Não passava um dia sequer, que eu não escutasse ecos das palavras da Dora, na voz de professores. Na terceira semana de maio, tomei a decisão de dar resposta prática aos muitos pedidos de ajuda.

Há quase setenta anos, eu era um professor como qualquer outro. Dava as minhas aulas, como qualquer outro professor. Cumpria ordens dos superiores hierárquicos, numa escola chata, autoritária, conteudista. Até ao dia em que, com mais duas professoras, tomei uma decisão ética. E, em 2020, à semelhança do que havíamos feito, em meados da década de setenta, convidei professores, pais e comunidades, para pôr fim à escola chata, autoritária e conteudista. A começar por recusar obedecer a quem os obrigava a preparar e a exportar inúteis aulas online. O primeiro momento de uma grande mudança foi a criação de “núcleos de projeto”. Considerada a escola como nodo de uma rede de aprendizagem, seria necessário constituir parcerias, estimular o espírito inventivo e assumir responsabilidade social, dentro do princípio ético que nos diz que tudo o que for inovado o deva ser para benefício coletivo.

Expliquei como se constituiria um Núcleo de Projeto. Era o dispositivo central do processo de mudança das práticas, o primeiro passo de um projeto de reelaboração da cultura pessoal e profissional, concomitante com a concretização de um projeto educativo. O Núcleo de Projeto nascia no encontro entre professores, famílias e agentes educativos locais. Também seria necessário incluir gestores e pesquisadores. Centenas de educadores responderam ao convite.

A preocupação maior era a de cuidar da pessoa do professor, elevar-lhe a autoestima, o estatuto social. Aceitar que muitos não ousassem mudar, por medo das consequências. Nada impor a quem discordava e criticava, porque crenças não se discutem – respeitam-se. Tentar estabelecer uma comunicação dialógica, com os gestores. Usar de compreensão e compaixão para com eles. E de muita resiliência, de muita paciência, para não desistir.

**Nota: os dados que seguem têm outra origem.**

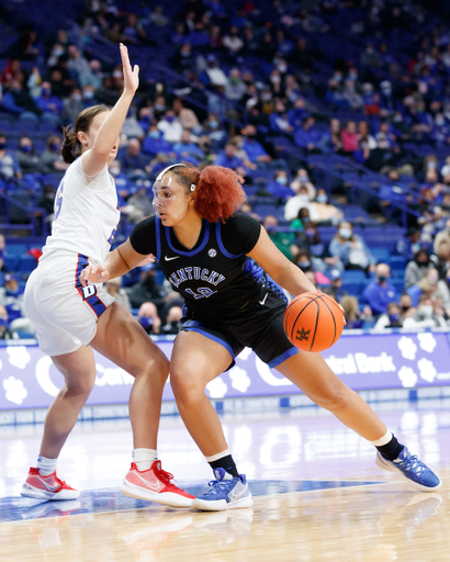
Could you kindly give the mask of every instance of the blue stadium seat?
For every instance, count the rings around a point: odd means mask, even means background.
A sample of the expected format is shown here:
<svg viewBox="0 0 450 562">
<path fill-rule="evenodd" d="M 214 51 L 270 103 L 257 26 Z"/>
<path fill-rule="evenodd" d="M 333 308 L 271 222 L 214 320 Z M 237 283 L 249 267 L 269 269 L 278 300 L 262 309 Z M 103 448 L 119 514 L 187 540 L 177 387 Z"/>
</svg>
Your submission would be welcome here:
<svg viewBox="0 0 450 562">
<path fill-rule="evenodd" d="M 370 251 L 372 252 L 372 256 L 375 258 L 375 260 L 381 262 L 389 262 L 391 252 L 386 248 L 370 248 Z"/>
<path fill-rule="evenodd" d="M 352 296 L 360 296 L 364 289 L 364 283 L 342 283 L 342 289 L 348 292 L 348 294 Z"/>
<path fill-rule="evenodd" d="M 342 271 L 342 283 L 364 283 L 367 276 L 360 269 L 349 269 Z"/>
<path fill-rule="evenodd" d="M 8 268 L 8 271 L 15 271 L 15 266 L 18 265 L 19 256 L 5 256 L 3 259 L 4 266 Z"/>
<path fill-rule="evenodd" d="M 389 265 L 391 266 L 392 270 L 404 270 L 406 268 L 406 258 L 404 258 L 403 256 L 391 256 Z"/>
<path fill-rule="evenodd" d="M 26 244 L 8 244 L 7 252 L 9 257 L 18 258 L 23 254 L 26 254 L 29 249 Z"/>
</svg>

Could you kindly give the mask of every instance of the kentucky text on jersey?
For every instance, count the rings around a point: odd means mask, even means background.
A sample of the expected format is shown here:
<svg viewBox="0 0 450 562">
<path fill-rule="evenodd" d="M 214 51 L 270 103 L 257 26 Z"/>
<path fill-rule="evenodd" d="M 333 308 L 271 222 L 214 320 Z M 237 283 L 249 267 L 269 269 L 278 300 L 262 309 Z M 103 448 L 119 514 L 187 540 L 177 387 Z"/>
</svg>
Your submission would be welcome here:
<svg viewBox="0 0 450 562">
<path fill-rule="evenodd" d="M 221 276 L 216 271 L 211 271 L 209 269 L 202 269 L 198 267 L 189 267 L 177 270 L 177 272 L 172 273 L 169 277 L 169 281 L 177 289 L 184 281 L 189 281 L 191 279 L 205 281 L 214 286 L 217 286 L 221 281 L 225 281 L 225 277 Z"/>
</svg>

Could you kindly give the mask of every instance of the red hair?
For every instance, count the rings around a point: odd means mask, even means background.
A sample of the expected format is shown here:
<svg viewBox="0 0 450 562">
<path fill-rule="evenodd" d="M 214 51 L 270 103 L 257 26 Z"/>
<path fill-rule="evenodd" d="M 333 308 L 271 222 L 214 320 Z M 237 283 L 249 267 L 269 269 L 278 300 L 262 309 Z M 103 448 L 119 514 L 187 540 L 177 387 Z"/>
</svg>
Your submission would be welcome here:
<svg viewBox="0 0 450 562">
<path fill-rule="evenodd" d="M 195 186 L 195 211 L 209 221 L 224 223 L 246 201 L 246 194 L 241 183 L 244 178 L 229 168 L 222 166 L 206 166 L 199 171 L 193 166 L 177 166 L 169 171 L 177 181 L 190 190 Z"/>
</svg>

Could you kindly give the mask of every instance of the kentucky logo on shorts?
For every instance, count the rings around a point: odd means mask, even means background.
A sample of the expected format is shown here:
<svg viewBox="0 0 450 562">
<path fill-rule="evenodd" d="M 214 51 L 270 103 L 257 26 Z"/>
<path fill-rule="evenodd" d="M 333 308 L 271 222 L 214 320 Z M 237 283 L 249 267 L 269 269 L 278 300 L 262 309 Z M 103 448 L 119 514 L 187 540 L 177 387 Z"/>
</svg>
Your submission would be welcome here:
<svg viewBox="0 0 450 562">
<path fill-rule="evenodd" d="M 90 296 L 93 296 L 94 294 L 97 294 L 97 286 L 95 285 L 83 286 L 81 289 L 81 294 L 82 294 L 82 300 L 86 301 Z"/>
<path fill-rule="evenodd" d="M 100 318 L 100 316 L 106 310 L 106 305 L 97 294 L 95 285 L 87 285 L 82 286 L 80 282 L 80 273 L 81 271 L 89 265 L 89 260 L 87 256 L 82 256 L 78 254 L 78 263 L 75 272 L 75 288 L 79 292 L 81 299 L 90 306 L 94 315 Z"/>
</svg>

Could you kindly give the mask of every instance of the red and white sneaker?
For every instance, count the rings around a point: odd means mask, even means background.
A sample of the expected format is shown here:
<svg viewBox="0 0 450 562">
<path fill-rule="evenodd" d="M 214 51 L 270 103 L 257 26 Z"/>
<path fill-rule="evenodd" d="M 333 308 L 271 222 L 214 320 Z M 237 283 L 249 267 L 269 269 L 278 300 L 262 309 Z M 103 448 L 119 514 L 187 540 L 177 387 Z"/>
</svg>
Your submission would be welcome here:
<svg viewBox="0 0 450 562">
<path fill-rule="evenodd" d="M 56 472 L 43 476 L 37 469 L 33 468 L 30 469 L 21 490 L 21 496 L 33 497 L 34 499 L 63 502 L 65 499 L 76 499 L 79 495 L 80 492 L 58 479 Z"/>
<path fill-rule="evenodd" d="M 173 475 L 161 469 L 161 461 L 155 461 L 148 470 L 138 471 L 136 463 L 126 474 L 122 494 L 137 499 L 147 499 L 169 507 L 191 507 L 194 496 L 172 484 Z"/>
</svg>

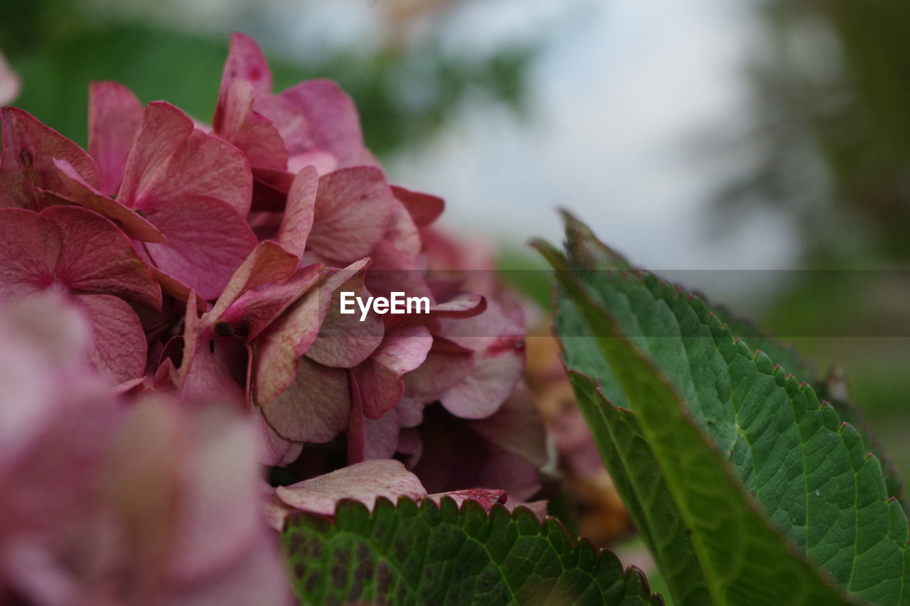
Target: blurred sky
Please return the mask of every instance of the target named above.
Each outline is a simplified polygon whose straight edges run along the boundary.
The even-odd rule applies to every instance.
[[[306,60],[327,45],[379,48],[389,4],[434,1],[449,5],[410,35],[466,57],[522,42],[539,50],[521,116],[478,96],[438,135],[385,158],[395,182],[446,198],[447,225],[500,243],[559,240],[555,209],[565,207],[654,269],[795,263],[796,232],[783,213],[764,207],[723,227],[710,215],[718,184],[744,161],[705,143],[744,120],[753,0],[94,4],[183,27],[241,28]],[[419,81],[401,86],[420,94]]]
[[[509,35],[546,40],[531,114],[479,101],[389,170],[444,195],[452,224],[500,238],[559,239],[561,206],[645,267],[790,267],[798,250],[784,216],[763,208],[720,233],[709,216],[722,176],[743,159],[702,145],[745,111],[754,17],[733,4],[468,3],[445,28],[466,52]]]

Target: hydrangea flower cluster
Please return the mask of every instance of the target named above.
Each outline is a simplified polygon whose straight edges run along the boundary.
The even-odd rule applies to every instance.
[[[86,455],[95,461],[82,477],[88,483],[105,475],[97,461],[112,456],[150,480],[189,466],[174,482],[195,488],[172,495],[186,501],[175,510],[188,512],[161,514],[158,530],[190,537],[204,531],[194,516],[218,499],[221,480],[239,508],[225,516],[250,529],[250,502],[265,503],[276,526],[294,508],[330,513],[339,497],[369,502],[383,492],[370,490],[368,476],[390,495],[480,487],[498,490],[458,494],[496,500],[504,490],[523,500],[537,490],[543,435],[520,384],[521,308],[488,274],[462,271],[483,268],[431,227],[441,199],[389,184],[336,85],[309,81],[273,94],[258,46],[235,35],[210,126],[168,103],[143,106],[113,82],[90,86],[87,151],[21,109],[3,107],[0,119],[0,311],[69,318],[49,343],[79,333],[75,345],[59,346],[74,359],[66,364],[38,348],[38,358],[56,362],[42,362],[44,375],[32,379],[56,391],[32,398],[46,400],[40,414],[20,410],[35,422],[22,435],[39,440],[20,436],[23,449],[79,452],[81,442],[35,437],[72,427],[69,438],[83,435],[97,451]],[[454,272],[431,271],[440,268]],[[430,307],[361,321],[339,313],[341,291],[403,291]],[[15,357],[7,343],[2,348]],[[79,373],[89,387],[65,387]],[[32,381],[15,385],[25,390]],[[96,404],[83,419],[81,405],[62,402],[86,399],[84,387]],[[228,404],[220,413],[197,404],[213,401]],[[207,422],[218,431],[193,429]],[[90,427],[80,434],[83,424]],[[222,429],[230,448],[218,445]],[[169,451],[169,440],[186,443],[185,459],[175,459],[183,454]],[[0,483],[15,477],[16,443],[0,450]],[[267,487],[244,459],[250,449],[254,466],[288,467],[302,481]],[[230,466],[229,474],[210,467],[222,455],[215,467]],[[386,460],[393,457],[403,464]],[[328,475],[314,478],[320,474]],[[113,502],[123,501],[115,518],[128,527],[155,504],[132,502],[130,482],[138,480],[113,476]],[[258,487],[252,500],[250,481]],[[195,570],[180,561],[191,546],[168,550],[143,529],[111,533],[147,540],[149,557],[171,553],[155,569],[160,579],[142,582]],[[11,536],[0,531],[0,543]],[[254,568],[244,570],[264,579],[255,566],[274,550],[257,556],[258,536],[244,535],[243,557],[218,561],[220,572],[246,558]],[[179,589],[184,581],[161,582]]]

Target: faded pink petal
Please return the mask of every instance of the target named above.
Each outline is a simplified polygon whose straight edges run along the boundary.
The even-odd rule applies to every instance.
[[[97,189],[83,180],[66,160],[54,160],[59,169],[59,177],[64,184],[62,192],[46,192],[40,190],[46,197],[54,197],[58,204],[74,203],[94,210],[114,221],[115,224],[130,237],[145,242],[163,242],[164,235],[157,228],[116,200],[103,196]]]
[[[475,352],[474,369],[440,399],[452,414],[488,417],[515,388],[524,369],[524,328],[513,313],[490,301],[480,316],[440,320],[440,334]]]
[[[432,344],[426,327],[405,327],[387,335],[369,359],[355,369],[368,419],[379,419],[399,403],[404,393],[405,373],[423,363]]]
[[[92,365],[114,383],[140,377],[146,371],[146,334],[136,312],[109,295],[76,295],[92,328]]]
[[[133,140],[117,200],[133,207],[170,156],[193,132],[193,121],[164,101],[146,106]]]
[[[60,233],[55,273],[70,290],[116,295],[161,308],[161,289],[151,271],[113,223],[78,207],[51,207],[41,217]]]
[[[392,194],[404,205],[418,227],[426,227],[440,217],[445,208],[441,197],[392,186]]]
[[[260,242],[231,276],[207,321],[217,322],[241,295],[269,282],[281,282],[297,269],[298,258],[274,242]]]
[[[0,208],[0,303],[46,288],[54,281],[60,232],[38,213]]]
[[[366,257],[385,234],[393,203],[377,168],[342,168],[320,177],[308,248],[340,263]]]
[[[142,104],[116,82],[88,86],[88,153],[101,174],[100,192],[116,196],[123,180],[126,156],[142,121]]]
[[[266,420],[261,407],[254,406],[250,414],[258,429],[262,449],[259,460],[264,465],[288,465],[300,456],[303,442],[295,442],[279,436]]]
[[[382,318],[372,312],[360,321],[360,310],[342,314],[341,292],[353,292],[355,297],[368,297],[363,288],[363,273],[358,272],[332,293],[329,309],[322,318],[319,333],[307,350],[307,356],[319,364],[350,369],[365,360],[382,342]],[[355,304],[354,306],[358,306]]]
[[[427,359],[405,375],[405,397],[420,404],[429,404],[464,380],[473,369],[473,351],[435,337]]]
[[[271,170],[288,167],[288,150],[278,129],[253,110],[253,86],[235,80],[218,99],[215,132],[237,146],[253,167]]]
[[[308,290],[254,341],[255,404],[271,401],[291,384],[297,375],[297,359],[309,349],[329,313],[331,293],[368,264],[368,259],[361,259],[325,278],[318,288]]]
[[[133,206],[150,213],[164,200],[188,205],[188,200],[214,199],[246,217],[252,195],[253,177],[243,154],[217,136],[193,130]]]
[[[393,460],[367,460],[275,490],[285,504],[304,511],[334,515],[341,499],[359,500],[372,510],[379,497],[417,500],[427,490],[417,477]]]
[[[316,284],[324,268],[321,264],[300,268],[287,280],[248,290],[224,314],[224,319],[247,326],[247,343],[268,327]]]
[[[161,200],[147,217],[167,238],[145,245],[155,265],[204,299],[221,294],[257,244],[246,221],[215,198]]]
[[[311,145],[329,151],[339,167],[375,166],[376,159],[363,146],[360,120],[351,98],[329,80],[301,82],[282,92],[308,125]]]
[[[280,436],[298,442],[328,442],[348,426],[348,373],[301,358],[293,383],[262,407]]]
[[[0,53],[0,106],[11,103],[19,96],[21,88],[22,80],[6,62],[6,57]]]
[[[54,166],[55,158],[72,165],[93,187],[100,184],[98,169],[88,154],[27,112],[16,107],[0,108],[0,208],[40,208],[35,187],[51,191],[63,187]]]
[[[480,503],[488,513],[493,509],[493,505],[501,505],[509,500],[509,495],[505,490],[493,490],[490,489],[464,489],[462,490],[450,490],[449,492],[437,492],[428,494],[430,499],[437,505],[442,502],[442,499],[448,497],[461,507],[466,500],[473,500]]]
[[[307,237],[313,227],[318,183],[316,169],[306,167],[294,177],[288,192],[288,205],[281,217],[278,241],[286,250],[298,258],[303,257]]]
[[[266,96],[272,92],[272,73],[265,56],[259,50],[259,45],[250,36],[239,32],[230,36],[230,51],[221,74],[218,96],[223,96],[237,80],[249,82],[258,96]]]

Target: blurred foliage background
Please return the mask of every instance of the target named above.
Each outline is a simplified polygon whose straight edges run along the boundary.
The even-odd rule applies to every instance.
[[[521,243],[541,232],[554,237],[558,205],[571,207],[604,239],[655,270],[686,262],[698,268],[700,258],[717,259],[714,268],[737,268],[729,259],[748,258],[753,268],[772,268],[763,258],[786,251],[784,265],[794,271],[771,283],[743,272],[719,297],[793,341],[822,376],[832,365],[843,368],[852,398],[905,475],[910,4],[699,0],[692,5],[702,13],[690,15],[679,12],[689,3],[674,2],[567,1],[560,3],[574,15],[567,20],[547,12],[554,5],[544,10],[545,3],[510,0],[314,0],[293,10],[291,3],[255,0],[6,0],[0,50],[22,76],[15,104],[85,144],[92,79],[118,80],[143,101],[162,98],[210,120],[228,34],[248,32],[270,58],[276,89],[311,77],[338,81],[354,97],[368,145],[393,178],[409,187],[428,180],[426,189],[447,197],[447,214],[473,212],[465,215],[470,227],[461,226],[470,237],[475,226],[478,233],[499,226],[503,278],[542,308],[547,276]],[[731,5],[737,9],[728,19],[733,68],[718,77],[719,86],[740,94],[731,96],[723,120],[698,122],[677,106],[686,96],[696,105],[703,96],[711,114],[713,93],[686,79],[685,62],[719,51],[706,46],[686,58],[673,47],[669,58],[638,61],[643,46],[629,40],[660,50],[664,40],[671,44],[662,37],[666,32],[692,28],[697,35],[677,42],[693,46],[710,33],[705,26],[727,26],[720,17],[705,25],[703,15],[726,15]],[[490,18],[468,21],[453,34],[450,25],[466,7]],[[535,11],[542,26],[526,26]],[[506,13],[510,18],[501,18]],[[680,15],[688,20],[672,21]],[[521,35],[500,35],[502,22]],[[614,26],[597,29],[602,24]],[[329,25],[347,35],[332,35]],[[480,39],[494,44],[476,44],[472,29],[489,30]],[[603,55],[592,46],[599,39],[607,41]],[[622,44],[610,45],[616,39]],[[625,72],[605,65],[611,54]],[[644,82],[651,88],[642,91],[663,90],[661,83],[675,83],[679,73],[678,98],[636,87]],[[552,106],[553,90],[576,86],[558,97],[563,105],[541,109]],[[634,94],[629,105],[612,109],[611,99],[627,88]],[[578,126],[571,118],[581,112],[588,113]],[[682,142],[662,121],[673,112],[691,136]],[[650,130],[619,132],[636,120]],[[541,132],[546,136],[525,136]],[[626,166],[639,132],[650,133],[656,149]],[[552,148],[569,156],[548,155]],[[420,160],[400,161],[408,153]],[[667,155],[700,184],[698,204],[687,187],[664,177]],[[513,172],[499,164],[510,157],[517,158]],[[490,174],[470,172],[472,163]],[[631,185],[603,185],[613,182]],[[763,222],[772,217],[774,226],[787,228]],[[672,240],[686,233],[683,244]]]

Também seria necessário estabelecer um diálogo franco com as famílias, pois muitas delas ainda alimentavam a crença nas virtudes da velha escola. E dialogar com uma sociedade enferma da “Síndrome da Gabriela” (eu sou assim, fui sempre assim, serei sempre assim…), explicando-lhe que nem sempre foi assim. Que a escola “é assim” só desde há cerca de duzentos anos. E que, assim sendo, essa escola vem semeando ignorância, analfabetismo, múltiplas violências e escassas aprendizagens.

Com a criação dos núcleos de projeto estava dado o primeiro passo de um longo (e difícil) caminhar.